Over a thousand pages of unpublished FBI, DHS, and fusion center documents show that Americans who showed up to local town halls to oppose data centers are being tracked as potential domestic extremists — and that's just the beginning of today's stories.

🚨 **COMMUNITY** — A WIRED investigation exposed 1,000+ pages of unpublished documents from the FBI, DHS, and regional fusion centers revealing a brand-new "anti-tech violent extremist activity" designation. Philadelphia's fusion center labeled peaceful First Amendment activity at data center meetings as a "Domestic Violent Extremist" indicator. Rep. Marjorie Taylor Greene and the NAACP Legal Defense Fund both condemned the surveillance.

⚖️ **LEGAL** — The New York State Legislature passed a one-year moratorium on all new large data center permits — Senate 44–16, Assembly 102–39. The Responsible Data Center Development Act (S10642/A11560), championed by Sen. Kristen Gonzalez, applies to any facility drawing over 20 megawatts. If Gov. Kathy Hochul signs it, New York becomes the first state in U.S. history with a statewide data center ban. Hochul has not committed to signing.

💰 **INVESTMENT** — Google signed a deal to pay SpaceX $920 million per month — every month — for access to 110,000 Nvidia GPUs at xAI data centers. The contract, disclosed in SpaceX's amended IPO S-1 filing, runs October 2026 through June 2029, totaling roughly $32 billion. Google Cloud called it "bridge capacity" for surging Gemini Enterprise AI platform demand.

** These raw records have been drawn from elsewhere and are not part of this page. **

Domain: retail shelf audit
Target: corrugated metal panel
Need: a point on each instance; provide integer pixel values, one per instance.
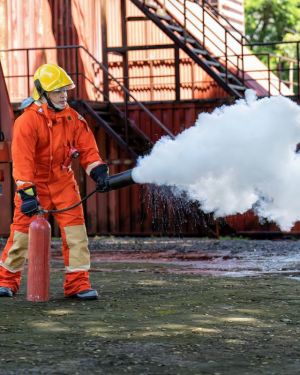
(6, 191)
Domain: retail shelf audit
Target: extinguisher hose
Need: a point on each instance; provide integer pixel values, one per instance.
(116, 181)
(42, 211)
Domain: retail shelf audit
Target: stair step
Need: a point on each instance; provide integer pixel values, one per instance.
(237, 87)
(199, 51)
(101, 113)
(187, 39)
(223, 75)
(162, 14)
(151, 4)
(175, 28)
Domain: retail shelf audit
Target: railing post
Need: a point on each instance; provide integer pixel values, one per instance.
(104, 49)
(226, 58)
(184, 25)
(203, 23)
(269, 74)
(28, 73)
(77, 73)
(125, 64)
(177, 73)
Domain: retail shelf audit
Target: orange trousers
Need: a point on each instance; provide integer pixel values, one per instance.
(55, 195)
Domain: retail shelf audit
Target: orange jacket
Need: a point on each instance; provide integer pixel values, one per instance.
(41, 142)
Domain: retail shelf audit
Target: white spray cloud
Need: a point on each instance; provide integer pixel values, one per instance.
(236, 158)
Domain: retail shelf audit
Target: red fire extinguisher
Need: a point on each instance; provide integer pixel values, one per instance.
(38, 282)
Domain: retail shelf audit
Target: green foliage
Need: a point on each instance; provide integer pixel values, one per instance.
(271, 20)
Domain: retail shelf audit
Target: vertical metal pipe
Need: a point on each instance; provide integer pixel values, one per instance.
(77, 73)
(177, 73)
(125, 64)
(104, 49)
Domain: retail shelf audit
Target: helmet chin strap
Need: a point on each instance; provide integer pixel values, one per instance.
(52, 105)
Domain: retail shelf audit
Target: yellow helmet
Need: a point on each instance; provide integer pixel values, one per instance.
(50, 77)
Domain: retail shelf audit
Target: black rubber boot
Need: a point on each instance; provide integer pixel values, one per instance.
(86, 294)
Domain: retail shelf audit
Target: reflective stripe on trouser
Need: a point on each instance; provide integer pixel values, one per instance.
(71, 223)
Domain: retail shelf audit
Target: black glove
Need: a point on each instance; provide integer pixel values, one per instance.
(30, 204)
(100, 175)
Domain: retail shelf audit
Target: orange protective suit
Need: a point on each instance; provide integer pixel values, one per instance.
(41, 143)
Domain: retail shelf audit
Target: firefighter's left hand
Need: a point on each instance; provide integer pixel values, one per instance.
(30, 203)
(100, 175)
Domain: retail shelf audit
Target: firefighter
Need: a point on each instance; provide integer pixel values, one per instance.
(44, 138)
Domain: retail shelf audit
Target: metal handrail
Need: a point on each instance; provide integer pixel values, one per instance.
(204, 26)
(105, 70)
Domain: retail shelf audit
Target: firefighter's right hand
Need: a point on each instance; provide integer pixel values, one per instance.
(30, 204)
(100, 175)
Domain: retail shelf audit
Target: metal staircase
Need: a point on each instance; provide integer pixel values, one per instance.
(176, 29)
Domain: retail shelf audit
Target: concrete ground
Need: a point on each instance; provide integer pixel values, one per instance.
(166, 306)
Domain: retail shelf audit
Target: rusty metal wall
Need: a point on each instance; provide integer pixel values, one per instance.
(78, 22)
(6, 186)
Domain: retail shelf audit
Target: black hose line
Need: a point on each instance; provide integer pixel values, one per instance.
(116, 181)
(42, 211)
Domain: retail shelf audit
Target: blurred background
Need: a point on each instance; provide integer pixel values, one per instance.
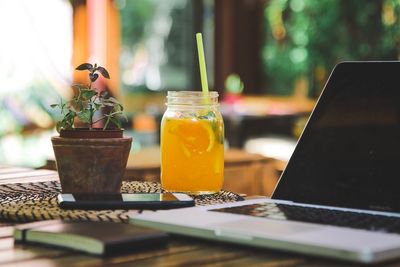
(268, 59)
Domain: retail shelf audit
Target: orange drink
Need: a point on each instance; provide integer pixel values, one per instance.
(192, 145)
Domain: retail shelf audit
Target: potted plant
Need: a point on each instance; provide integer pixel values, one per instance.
(90, 159)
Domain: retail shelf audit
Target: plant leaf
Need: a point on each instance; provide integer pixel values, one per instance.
(93, 77)
(103, 72)
(84, 115)
(85, 66)
(88, 93)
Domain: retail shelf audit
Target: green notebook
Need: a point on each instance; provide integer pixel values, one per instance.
(99, 238)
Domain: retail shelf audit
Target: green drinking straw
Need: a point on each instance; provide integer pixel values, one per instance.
(202, 63)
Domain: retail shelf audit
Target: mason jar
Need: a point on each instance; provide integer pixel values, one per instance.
(192, 143)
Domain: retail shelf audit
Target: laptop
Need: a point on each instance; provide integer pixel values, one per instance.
(339, 195)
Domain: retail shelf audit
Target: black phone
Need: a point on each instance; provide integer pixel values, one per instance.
(150, 201)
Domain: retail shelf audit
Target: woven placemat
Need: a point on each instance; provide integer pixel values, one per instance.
(25, 202)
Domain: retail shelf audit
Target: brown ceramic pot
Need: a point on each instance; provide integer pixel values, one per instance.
(89, 161)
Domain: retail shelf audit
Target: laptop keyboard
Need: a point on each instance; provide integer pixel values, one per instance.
(318, 215)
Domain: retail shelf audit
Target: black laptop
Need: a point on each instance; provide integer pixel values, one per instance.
(339, 195)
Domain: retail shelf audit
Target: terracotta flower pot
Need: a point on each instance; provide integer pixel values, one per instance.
(90, 161)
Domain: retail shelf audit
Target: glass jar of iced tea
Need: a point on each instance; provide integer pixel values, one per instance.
(192, 143)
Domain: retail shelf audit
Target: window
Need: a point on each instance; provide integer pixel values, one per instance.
(303, 40)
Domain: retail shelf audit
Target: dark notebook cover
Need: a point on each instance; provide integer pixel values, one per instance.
(100, 238)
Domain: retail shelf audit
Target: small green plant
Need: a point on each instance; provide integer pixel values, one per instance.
(87, 102)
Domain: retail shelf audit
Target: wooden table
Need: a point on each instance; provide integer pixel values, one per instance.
(180, 251)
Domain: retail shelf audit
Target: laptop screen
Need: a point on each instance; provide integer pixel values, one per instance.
(349, 152)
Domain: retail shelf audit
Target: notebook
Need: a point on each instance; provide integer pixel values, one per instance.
(97, 238)
(339, 195)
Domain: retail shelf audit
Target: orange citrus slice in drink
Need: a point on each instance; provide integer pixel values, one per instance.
(196, 135)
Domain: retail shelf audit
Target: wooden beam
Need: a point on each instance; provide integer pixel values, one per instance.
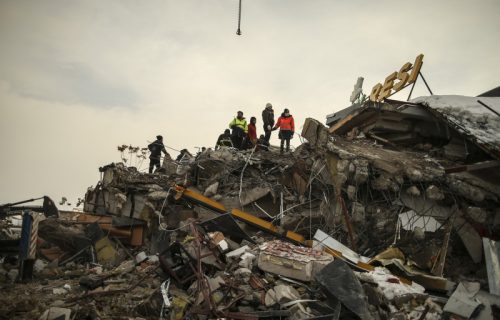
(473, 167)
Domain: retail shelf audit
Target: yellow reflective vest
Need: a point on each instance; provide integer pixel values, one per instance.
(239, 123)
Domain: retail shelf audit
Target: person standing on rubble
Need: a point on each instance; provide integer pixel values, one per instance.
(252, 133)
(240, 129)
(262, 144)
(156, 148)
(287, 129)
(224, 140)
(268, 120)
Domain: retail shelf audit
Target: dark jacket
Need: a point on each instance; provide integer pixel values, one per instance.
(156, 149)
(268, 117)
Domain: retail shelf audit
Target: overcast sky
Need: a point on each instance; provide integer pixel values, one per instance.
(79, 78)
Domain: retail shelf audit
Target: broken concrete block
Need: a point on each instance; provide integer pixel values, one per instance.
(413, 191)
(343, 165)
(281, 294)
(434, 193)
(246, 260)
(471, 239)
(466, 190)
(462, 301)
(238, 252)
(339, 281)
(211, 190)
(361, 174)
(106, 252)
(315, 132)
(358, 212)
(55, 313)
(291, 261)
(492, 257)
(351, 192)
(254, 194)
(477, 214)
(419, 233)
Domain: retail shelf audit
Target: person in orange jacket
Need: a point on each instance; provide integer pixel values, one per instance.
(252, 133)
(287, 129)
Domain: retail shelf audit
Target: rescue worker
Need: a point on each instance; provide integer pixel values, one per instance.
(156, 148)
(240, 129)
(224, 140)
(252, 133)
(287, 129)
(268, 120)
(262, 143)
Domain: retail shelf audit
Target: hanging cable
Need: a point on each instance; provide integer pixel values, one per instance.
(238, 32)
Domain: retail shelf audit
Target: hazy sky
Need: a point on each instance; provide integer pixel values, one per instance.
(79, 78)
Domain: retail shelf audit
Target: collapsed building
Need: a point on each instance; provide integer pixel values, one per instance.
(390, 212)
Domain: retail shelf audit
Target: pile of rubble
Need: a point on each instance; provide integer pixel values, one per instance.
(350, 225)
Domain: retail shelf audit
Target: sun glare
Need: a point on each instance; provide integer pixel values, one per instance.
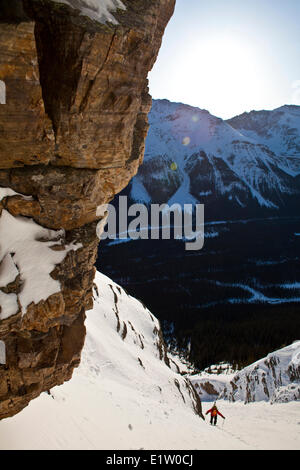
(224, 71)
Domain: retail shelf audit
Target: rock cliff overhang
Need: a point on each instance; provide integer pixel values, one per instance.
(72, 134)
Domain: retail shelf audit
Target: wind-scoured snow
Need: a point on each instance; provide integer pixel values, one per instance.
(98, 10)
(124, 396)
(23, 244)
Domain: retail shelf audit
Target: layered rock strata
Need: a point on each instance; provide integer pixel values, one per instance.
(72, 135)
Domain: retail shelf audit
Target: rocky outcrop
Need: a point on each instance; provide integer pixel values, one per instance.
(72, 135)
(275, 378)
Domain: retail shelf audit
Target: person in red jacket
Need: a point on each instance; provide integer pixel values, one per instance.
(214, 412)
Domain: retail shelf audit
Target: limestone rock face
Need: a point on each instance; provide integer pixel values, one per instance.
(72, 135)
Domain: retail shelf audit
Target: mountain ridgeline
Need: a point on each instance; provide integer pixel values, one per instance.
(238, 297)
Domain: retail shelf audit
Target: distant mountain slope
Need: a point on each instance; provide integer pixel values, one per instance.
(275, 378)
(250, 162)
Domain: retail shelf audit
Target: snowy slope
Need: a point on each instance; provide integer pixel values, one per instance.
(274, 378)
(216, 161)
(124, 396)
(278, 129)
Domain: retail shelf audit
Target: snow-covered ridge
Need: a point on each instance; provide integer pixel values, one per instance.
(124, 396)
(275, 379)
(98, 10)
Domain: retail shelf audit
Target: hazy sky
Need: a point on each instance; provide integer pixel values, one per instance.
(230, 56)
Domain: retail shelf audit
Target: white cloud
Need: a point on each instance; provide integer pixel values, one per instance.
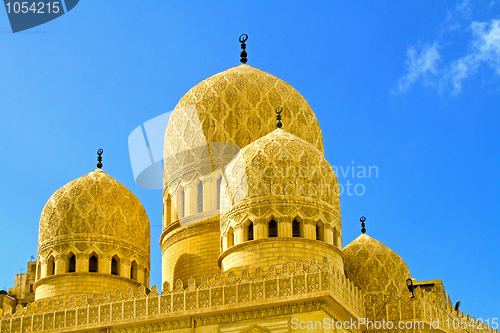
(420, 65)
(485, 49)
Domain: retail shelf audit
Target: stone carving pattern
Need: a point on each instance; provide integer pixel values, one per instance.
(400, 305)
(206, 114)
(275, 165)
(95, 204)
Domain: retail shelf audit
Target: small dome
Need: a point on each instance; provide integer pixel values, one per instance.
(95, 208)
(373, 267)
(235, 106)
(281, 171)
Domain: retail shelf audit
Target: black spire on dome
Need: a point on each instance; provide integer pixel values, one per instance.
(243, 54)
(279, 109)
(99, 158)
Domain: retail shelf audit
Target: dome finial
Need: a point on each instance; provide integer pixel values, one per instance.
(279, 109)
(243, 54)
(99, 158)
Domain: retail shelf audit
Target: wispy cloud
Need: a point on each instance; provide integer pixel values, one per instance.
(483, 49)
(420, 65)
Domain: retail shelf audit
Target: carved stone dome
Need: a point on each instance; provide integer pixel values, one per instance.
(373, 267)
(95, 208)
(283, 174)
(279, 192)
(235, 106)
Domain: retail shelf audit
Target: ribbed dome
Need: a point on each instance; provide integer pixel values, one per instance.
(373, 267)
(284, 170)
(235, 106)
(95, 208)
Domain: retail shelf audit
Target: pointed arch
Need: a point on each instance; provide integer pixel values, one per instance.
(133, 270)
(249, 231)
(296, 228)
(335, 237)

⚡ **POWER** — U.S. data center electricity demand has surged from 23 GW in 2023 to 42 GW today — an 83% jump in three years. PJM Interconnection, serving 65 million people across 13 states, projects a 6 GW reliability shortfall by 2027. Grid capacity prices surged 833% in one year. In March, Amazon, Google, Meta, Microsoft, and OpenAI signed the White House Ratepayer Protection Pledge to fund grid upgrades directly.

🏗️ **NEW BUILD** — PowerHouse Data Centers and Poe Companies have announced Louisville, Kentucky's first-ever hyperscale data center campus — a 400 MW master-planned facility. The first 130 MW go live by October 2026. U.S. data center construction starts hit $49.5 billion in just the first four months of 2026 — 3.6x the pace of a year ago.